Health Care Fraud

State and federal regulatory and law enforcement agencies such as the Federal Bureau of Investigation (FBI) and the Office of Inspector General (OIG) (a division within the Health and Human Services (HHS) Department) have become especially aggressive in investigating allegations of healthcare fraud. The healthcare statutes are written broadly to encompass many activities that most healthcare professionals would never believe could be deemed fraud or criminal. Nonetheless, violations of the healthcare fraud laws can lead to severe criminal and civil consequences. Over the years, we have represented healthcare executives and members of the management team, providers, hospitals, managed care and insurance professionals, doctors, pharmacists, nurse practitioners, and practice groups in a broad array of healthcare matters, including allegations of upcoding, kickbacks, antitrust violations, unnecessary and inappropriate procedures or care, improper coding, unbundling, and other fraud allegations.
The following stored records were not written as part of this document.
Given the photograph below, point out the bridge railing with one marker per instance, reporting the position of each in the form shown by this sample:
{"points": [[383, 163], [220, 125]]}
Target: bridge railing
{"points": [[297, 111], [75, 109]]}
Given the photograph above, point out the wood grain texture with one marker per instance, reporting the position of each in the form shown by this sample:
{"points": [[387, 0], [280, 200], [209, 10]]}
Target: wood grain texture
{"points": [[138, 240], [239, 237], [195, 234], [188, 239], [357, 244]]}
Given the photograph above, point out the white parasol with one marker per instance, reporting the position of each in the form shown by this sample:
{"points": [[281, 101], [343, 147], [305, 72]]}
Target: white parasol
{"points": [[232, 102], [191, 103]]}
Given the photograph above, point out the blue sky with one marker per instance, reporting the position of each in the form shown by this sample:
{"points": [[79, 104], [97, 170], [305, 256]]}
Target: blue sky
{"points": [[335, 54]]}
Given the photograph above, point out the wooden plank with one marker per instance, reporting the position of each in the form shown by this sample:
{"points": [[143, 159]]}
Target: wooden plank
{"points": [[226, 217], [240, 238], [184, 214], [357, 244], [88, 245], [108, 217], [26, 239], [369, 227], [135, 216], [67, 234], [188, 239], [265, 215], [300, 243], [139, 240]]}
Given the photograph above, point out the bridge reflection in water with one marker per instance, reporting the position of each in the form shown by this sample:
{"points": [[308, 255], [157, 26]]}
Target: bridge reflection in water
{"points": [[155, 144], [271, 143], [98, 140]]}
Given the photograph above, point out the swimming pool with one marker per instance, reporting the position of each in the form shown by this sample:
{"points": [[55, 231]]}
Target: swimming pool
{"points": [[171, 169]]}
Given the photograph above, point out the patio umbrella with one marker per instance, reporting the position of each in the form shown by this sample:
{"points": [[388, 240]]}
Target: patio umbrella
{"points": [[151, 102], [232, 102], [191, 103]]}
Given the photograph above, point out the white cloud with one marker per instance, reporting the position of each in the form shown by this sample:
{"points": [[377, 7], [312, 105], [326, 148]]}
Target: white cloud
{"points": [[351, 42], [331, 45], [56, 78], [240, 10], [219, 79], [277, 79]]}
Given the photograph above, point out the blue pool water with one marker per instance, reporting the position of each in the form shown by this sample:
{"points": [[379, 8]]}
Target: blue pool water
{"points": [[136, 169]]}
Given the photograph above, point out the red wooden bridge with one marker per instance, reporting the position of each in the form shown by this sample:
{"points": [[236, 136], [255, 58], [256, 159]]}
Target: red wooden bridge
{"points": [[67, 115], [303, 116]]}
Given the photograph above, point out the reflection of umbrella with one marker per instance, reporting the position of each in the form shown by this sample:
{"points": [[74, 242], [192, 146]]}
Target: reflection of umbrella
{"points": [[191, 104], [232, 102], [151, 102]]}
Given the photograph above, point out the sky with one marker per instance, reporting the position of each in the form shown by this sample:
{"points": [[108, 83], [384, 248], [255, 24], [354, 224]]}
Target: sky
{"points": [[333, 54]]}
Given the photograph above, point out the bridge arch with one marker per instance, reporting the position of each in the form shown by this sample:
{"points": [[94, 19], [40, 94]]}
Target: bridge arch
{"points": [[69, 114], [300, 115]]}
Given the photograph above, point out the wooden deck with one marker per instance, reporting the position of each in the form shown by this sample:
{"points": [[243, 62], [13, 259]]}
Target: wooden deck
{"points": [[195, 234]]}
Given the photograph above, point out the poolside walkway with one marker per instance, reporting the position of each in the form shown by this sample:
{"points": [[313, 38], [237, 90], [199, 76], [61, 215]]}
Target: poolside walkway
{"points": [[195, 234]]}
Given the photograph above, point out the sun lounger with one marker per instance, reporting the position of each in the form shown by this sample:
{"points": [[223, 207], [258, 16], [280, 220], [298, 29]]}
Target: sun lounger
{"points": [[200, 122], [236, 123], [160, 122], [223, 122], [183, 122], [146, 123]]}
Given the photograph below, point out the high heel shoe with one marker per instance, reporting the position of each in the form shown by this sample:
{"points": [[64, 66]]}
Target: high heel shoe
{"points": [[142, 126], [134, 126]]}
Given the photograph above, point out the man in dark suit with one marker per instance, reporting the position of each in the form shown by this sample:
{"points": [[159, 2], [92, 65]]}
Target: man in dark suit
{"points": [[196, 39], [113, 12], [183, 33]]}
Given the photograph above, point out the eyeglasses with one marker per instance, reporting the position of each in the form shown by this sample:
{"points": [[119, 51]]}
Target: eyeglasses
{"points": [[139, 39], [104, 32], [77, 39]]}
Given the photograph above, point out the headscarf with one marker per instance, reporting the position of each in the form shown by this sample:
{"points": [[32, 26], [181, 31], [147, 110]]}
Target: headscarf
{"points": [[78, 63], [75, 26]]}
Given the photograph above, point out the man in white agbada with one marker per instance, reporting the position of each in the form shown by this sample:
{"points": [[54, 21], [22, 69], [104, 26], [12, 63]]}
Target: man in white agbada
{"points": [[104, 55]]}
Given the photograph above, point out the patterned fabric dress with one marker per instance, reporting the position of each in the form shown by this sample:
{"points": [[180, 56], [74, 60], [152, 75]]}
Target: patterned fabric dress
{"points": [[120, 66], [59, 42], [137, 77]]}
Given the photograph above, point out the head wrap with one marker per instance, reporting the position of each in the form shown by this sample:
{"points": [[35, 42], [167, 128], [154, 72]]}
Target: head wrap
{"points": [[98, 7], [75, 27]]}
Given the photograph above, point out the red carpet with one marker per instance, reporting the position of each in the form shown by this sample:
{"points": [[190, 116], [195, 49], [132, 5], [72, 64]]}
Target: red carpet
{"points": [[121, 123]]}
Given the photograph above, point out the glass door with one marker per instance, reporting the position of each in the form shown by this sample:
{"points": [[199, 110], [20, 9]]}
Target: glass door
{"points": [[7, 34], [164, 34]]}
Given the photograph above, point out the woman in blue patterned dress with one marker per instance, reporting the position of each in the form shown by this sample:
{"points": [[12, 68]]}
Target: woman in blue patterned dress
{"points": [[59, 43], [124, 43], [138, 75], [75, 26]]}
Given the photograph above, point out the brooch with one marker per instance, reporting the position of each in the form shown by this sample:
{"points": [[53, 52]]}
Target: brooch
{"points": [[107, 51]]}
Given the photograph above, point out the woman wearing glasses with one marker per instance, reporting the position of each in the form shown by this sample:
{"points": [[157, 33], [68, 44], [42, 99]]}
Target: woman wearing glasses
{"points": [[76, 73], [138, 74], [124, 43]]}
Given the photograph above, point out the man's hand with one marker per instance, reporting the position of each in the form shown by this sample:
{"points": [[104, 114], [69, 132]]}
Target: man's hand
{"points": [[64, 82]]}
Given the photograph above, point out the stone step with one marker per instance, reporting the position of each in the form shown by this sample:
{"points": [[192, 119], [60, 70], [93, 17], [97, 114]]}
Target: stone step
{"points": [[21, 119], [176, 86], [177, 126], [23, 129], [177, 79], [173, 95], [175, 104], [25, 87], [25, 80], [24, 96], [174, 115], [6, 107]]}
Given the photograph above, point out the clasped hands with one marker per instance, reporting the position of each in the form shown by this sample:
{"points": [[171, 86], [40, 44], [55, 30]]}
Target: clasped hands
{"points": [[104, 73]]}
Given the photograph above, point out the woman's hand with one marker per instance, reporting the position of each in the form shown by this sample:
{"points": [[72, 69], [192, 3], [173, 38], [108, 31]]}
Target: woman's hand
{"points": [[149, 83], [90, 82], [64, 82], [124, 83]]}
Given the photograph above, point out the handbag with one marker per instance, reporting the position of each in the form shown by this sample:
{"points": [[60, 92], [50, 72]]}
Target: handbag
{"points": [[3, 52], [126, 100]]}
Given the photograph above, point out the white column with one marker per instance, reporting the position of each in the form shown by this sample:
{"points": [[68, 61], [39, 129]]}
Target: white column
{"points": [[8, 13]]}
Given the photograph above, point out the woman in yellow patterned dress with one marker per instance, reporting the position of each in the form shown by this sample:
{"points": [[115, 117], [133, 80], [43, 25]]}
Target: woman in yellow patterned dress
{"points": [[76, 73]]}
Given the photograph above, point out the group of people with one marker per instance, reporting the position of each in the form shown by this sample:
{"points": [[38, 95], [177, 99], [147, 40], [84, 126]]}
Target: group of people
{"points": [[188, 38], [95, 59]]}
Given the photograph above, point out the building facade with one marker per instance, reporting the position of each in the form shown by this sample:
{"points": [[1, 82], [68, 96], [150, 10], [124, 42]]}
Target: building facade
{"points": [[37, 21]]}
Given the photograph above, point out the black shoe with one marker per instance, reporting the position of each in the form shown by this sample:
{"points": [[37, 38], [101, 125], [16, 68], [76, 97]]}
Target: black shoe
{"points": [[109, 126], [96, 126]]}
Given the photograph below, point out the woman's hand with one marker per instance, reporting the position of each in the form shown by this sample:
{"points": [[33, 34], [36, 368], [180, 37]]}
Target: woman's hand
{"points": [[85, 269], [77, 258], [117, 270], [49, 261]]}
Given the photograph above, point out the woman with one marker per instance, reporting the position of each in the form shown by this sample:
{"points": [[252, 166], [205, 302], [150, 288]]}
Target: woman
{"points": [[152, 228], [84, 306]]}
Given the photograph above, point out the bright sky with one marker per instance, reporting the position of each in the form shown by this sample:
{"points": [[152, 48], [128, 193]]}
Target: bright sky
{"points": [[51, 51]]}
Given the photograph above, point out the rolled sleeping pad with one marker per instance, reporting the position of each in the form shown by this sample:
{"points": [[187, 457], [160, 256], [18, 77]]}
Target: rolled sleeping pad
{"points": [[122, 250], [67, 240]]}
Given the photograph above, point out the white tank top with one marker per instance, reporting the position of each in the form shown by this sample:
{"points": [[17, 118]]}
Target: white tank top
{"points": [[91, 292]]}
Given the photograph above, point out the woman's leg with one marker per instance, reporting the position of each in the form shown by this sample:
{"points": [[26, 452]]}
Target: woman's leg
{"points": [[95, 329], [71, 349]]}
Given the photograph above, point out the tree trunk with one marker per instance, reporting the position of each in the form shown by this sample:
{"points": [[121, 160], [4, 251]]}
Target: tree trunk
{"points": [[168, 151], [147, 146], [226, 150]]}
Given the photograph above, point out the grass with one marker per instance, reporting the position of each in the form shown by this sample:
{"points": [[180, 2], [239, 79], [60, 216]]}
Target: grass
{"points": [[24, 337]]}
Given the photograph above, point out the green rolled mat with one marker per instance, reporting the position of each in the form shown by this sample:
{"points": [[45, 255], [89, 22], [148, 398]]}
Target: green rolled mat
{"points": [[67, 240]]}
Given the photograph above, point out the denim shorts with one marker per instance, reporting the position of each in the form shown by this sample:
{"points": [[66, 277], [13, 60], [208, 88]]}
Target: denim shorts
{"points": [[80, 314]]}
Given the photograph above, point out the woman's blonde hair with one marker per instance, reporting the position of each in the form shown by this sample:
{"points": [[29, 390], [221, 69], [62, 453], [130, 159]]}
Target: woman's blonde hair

Many times, our clients also face qui tam (false claims) and whistleblower lawsuits seeking damages. These cases are brought by individuals motivated to make money. In fact, the Department of Justice (DOJ) recently encouraged whistleblower attorneys to make criminal referrals to the DOJ and U.S. Attorney’s Offices for suspected criminal violations. Our firm represents clients in all phases of a healthcare fraud case—civil and criminal investigations to qui tam litigation to trial.